Minnesota will hold its first-ever sandhill crane season this fall, the Minnesota Department of Natural Resources announced Monday.

The season will open Sept. 4, the same day as the early goose season. The regular waterfowl season opens at 9 a.m. on Oct. 2.

A Youth Waterfowl Hunting Day will be Sept. 18.

Final decisions about waterfowl limits and season length will be made after the Mississippi Flyway Council meetings later this month.

The sandhill crane season will run from Sept. 4 through Oct. 10 in the Northwest Goose Zone, which includes portions of Kittson, Roseau, Marshall, Pennington, Red Lake and Polk counties.

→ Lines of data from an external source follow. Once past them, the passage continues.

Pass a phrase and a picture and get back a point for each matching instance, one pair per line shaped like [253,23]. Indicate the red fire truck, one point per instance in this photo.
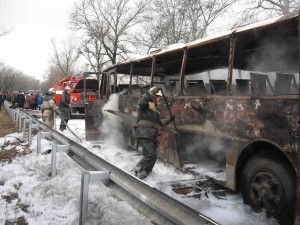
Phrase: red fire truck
[83,90]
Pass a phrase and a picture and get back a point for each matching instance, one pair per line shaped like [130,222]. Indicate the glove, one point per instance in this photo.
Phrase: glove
[166,122]
[172,118]
[153,91]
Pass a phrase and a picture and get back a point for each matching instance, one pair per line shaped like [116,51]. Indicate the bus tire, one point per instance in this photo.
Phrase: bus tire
[269,183]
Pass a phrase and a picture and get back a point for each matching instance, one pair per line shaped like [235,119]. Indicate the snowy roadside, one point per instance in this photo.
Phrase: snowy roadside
[30,195]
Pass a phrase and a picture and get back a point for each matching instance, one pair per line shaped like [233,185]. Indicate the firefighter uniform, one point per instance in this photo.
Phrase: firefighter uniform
[49,107]
[65,109]
[148,124]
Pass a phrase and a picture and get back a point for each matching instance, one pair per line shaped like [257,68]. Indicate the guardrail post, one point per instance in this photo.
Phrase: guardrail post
[30,127]
[39,140]
[86,178]
[24,126]
[21,116]
[55,149]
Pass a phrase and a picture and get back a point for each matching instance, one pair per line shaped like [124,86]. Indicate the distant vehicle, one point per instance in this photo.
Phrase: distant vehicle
[34,91]
[84,89]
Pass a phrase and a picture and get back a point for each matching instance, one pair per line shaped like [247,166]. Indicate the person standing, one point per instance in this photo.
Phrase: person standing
[49,107]
[65,109]
[148,125]
[1,100]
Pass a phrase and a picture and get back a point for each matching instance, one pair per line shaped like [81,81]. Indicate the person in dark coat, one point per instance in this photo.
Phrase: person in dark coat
[65,109]
[49,107]
[21,100]
[1,100]
[148,125]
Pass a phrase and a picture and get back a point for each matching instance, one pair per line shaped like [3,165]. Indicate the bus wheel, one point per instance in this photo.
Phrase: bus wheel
[269,183]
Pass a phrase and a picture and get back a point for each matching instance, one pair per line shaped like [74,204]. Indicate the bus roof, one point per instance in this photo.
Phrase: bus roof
[253,42]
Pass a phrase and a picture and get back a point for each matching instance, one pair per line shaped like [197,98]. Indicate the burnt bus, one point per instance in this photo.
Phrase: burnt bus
[235,98]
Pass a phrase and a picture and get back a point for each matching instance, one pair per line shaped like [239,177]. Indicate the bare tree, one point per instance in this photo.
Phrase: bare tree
[11,79]
[257,10]
[107,27]
[176,21]
[65,57]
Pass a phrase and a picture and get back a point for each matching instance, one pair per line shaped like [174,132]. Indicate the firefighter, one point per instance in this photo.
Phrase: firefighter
[49,107]
[65,108]
[148,125]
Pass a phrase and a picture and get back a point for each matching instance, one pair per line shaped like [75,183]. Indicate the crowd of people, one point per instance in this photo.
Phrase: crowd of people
[23,100]
[46,103]
[148,119]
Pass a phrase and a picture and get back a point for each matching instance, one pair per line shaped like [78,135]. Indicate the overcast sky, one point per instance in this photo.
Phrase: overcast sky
[33,23]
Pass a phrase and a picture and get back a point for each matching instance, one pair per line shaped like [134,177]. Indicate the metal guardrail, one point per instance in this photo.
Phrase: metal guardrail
[155,205]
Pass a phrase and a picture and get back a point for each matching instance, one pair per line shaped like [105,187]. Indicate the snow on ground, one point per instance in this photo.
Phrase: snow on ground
[28,191]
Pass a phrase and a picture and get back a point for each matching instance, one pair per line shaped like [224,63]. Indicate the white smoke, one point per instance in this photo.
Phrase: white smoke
[112,125]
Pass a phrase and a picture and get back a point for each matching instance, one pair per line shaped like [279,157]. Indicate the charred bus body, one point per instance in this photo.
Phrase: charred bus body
[236,102]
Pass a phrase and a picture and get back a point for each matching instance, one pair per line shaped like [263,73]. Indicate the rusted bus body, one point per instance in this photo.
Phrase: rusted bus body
[235,98]
[237,122]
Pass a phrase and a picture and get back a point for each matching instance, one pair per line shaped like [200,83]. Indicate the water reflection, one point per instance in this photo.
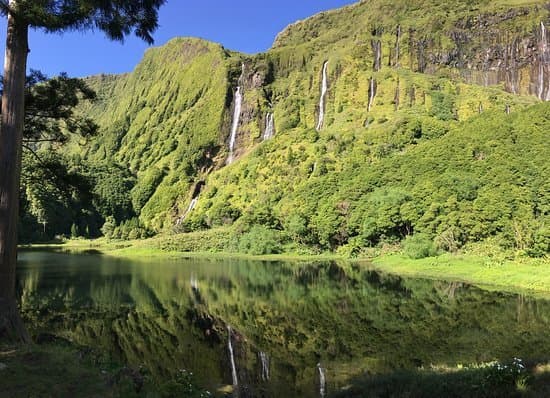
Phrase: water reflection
[272,329]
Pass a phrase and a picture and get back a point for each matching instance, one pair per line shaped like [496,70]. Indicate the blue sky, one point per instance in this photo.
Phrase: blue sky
[243,25]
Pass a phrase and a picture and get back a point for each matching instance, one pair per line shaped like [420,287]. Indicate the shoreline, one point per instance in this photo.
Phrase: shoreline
[520,275]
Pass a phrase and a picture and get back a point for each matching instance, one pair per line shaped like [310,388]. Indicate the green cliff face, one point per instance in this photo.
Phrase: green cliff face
[431,124]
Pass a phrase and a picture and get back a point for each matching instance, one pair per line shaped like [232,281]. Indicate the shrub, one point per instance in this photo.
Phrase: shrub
[260,240]
[419,246]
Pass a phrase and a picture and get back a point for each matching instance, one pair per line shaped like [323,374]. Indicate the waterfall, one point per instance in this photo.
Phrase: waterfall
[322,381]
[397,49]
[264,360]
[235,123]
[324,88]
[190,208]
[544,65]
[372,93]
[269,126]
[194,283]
[377,49]
[232,357]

There will be a daily bag limit of two birds with a possession limit of four. Shooting hours are one-half hour before sunrise to sunset until the opening day of duck season on Oct. 2, when shooting hours for sandhill cranes are the same as for waterfowl.

Ten other Central Flyway states, including North and South Dakota, have been hunting cranes for years, said Dennis Simon, DNR chief of wildlife.

The meat of sandhill cranes is considered fine table fare, sometimes referred to as "ribeye in the sky."

Sandhill cranes that occur in northwestern Minnesota are part of the midcontinent population, which is estimated at more than 450,000, according to the DNR. The population is well above the U.S. Fish and Wildlife Service population goal of 359,000, said Dave Schad, director of the DNR's Fish and Wildlife Division. Sandhill cranes have been hunted in some states since 1961.

Schad said the DNR has been discussing a crane season internally for a couple of years and listed the possibility of a crane season among items discussed at spring wildlife meetings held around the state. No wider series of public meetings was held on a proposed crane season. The season was approved by the U.S. Fish and Wildlife Service.

Objections to a season have been minimal, Schad said.

"It's been fairly quiet, in part because this population we're hunting is being hunted in many other states," Schad said.

Duluth's Jan Green, a longtime birder and environmental activist, is concerned about how the sandhill crane hunting season came to be.

"In terms of public input, there was no public process," Green said. "It would seem it's just DNR staff talking to the federal (U.S. Fish and Wildlife Service) staff without the citizens in Minnesota being involved in this discussion at all."

Green says she is not opposed to a crane season.

"I'm worried more about the process than anything else," she said.

Currently, sandhill cranes are listed as "protected" species in Minnesota, like other waterfowl. The DNR commissioner has the authority to establish seasons on protected species within federal frameworks.

Hunters will be required to use nontoxic shot and possess a $3.50 permit when crane hunting. Permits can be purchased at any of the 1,600 DNR license vendors across the state.